Two cortical processes run alongside each other when barrel cortex is deprived of sensory input from some whiskers to produce representational plasticity. In deprived cortex neuronal responses to spared whiskers are enhanced, and responses to deprived whiskers are weakened. These two processes have different time courses, with the weakening of deprived response preceding the strengthening of spared response, implying that they have different underlying mechanisms. These two effects combine to produce an expansion of the cortical representation of spared whiskers into the representation of adjacent deprived whiskers.

It is likely that several different mechanisms are involved in producing experience-dependent plasticity in a whisker deprivation protocol (adapted from Feldman and Brecht, 2005 ):

  1. There is an immediate unmasking effect, where loss of input to a deprived barrel column leads to a loss of inhibitory firing in that column which unmasks horizontal excitatory connections from adjacent spared columns. This does not explain longer-lasting plastic changes as the unmasking would disappear immediately if the deprived input was reinstated (for example by allowing the whisker to regrow).
  2. The involvement of LTP- and LTD-like processes is suggested by the observation that plasticity can be compromised by interfering with expression of calmodulin-dependent protein kinase II (CaMKII) or cyclic-AMP response element binding protein (CREB) in transgenic mice. Spike timing rather than frequency may be an important factor. Associative LTP has been demonstrated at layer 4 to layer 2/3 synapses when the layer 4 neuron fires 0-15 ms before the layer 2/3 neuron, and LTD is observed when this timing order is reversed. Such mechanisms could act rapidly to produce plastic changes within hours or days.
  3. Sensory deprivation has been demonstrated to cause changes in synaptic dynamics such as EPSP amplitude and frequency. The net effect of these changes is to increase the proportion of synaptic input which layer 2/3 neurons in deprived barrels receive from spared barrels. These observations suggest that other, more specific, mechanisms besides LTP/LTD are at play in experience-dependent plasticity.

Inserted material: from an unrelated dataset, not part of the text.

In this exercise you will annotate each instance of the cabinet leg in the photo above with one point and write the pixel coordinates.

  4. It seems intuitively likely that structural changes at the level of axons, dendrite branches, and dendrite spines underlie some of the long-term plastic changes in the cortex. Axonal remodelling has been reported in lesion-induced plasticity but not (until now) in experience-dependent plasticity, but a recent study by Cheetham et al. found that whisker trimming produces targeted axonal remodelling in spared cortex. Dendritic branching is important during prenatal and neonatal development, is involved in plasticity induced by lesions, but is not involved in experience-dependent plasticity. In vivo two-photon microscopy reveals that dendritic spines in mouse barrel cortex are highly dynamic and subject to continuous turnover, and may be associated with formation or deletion of synapses. It is likely that spine turnover is necessary but not sufficient to produce experience-dependent plasticity, and other mechanisms such as axonal remodelling are also needed to explain features such as savings from prior experience.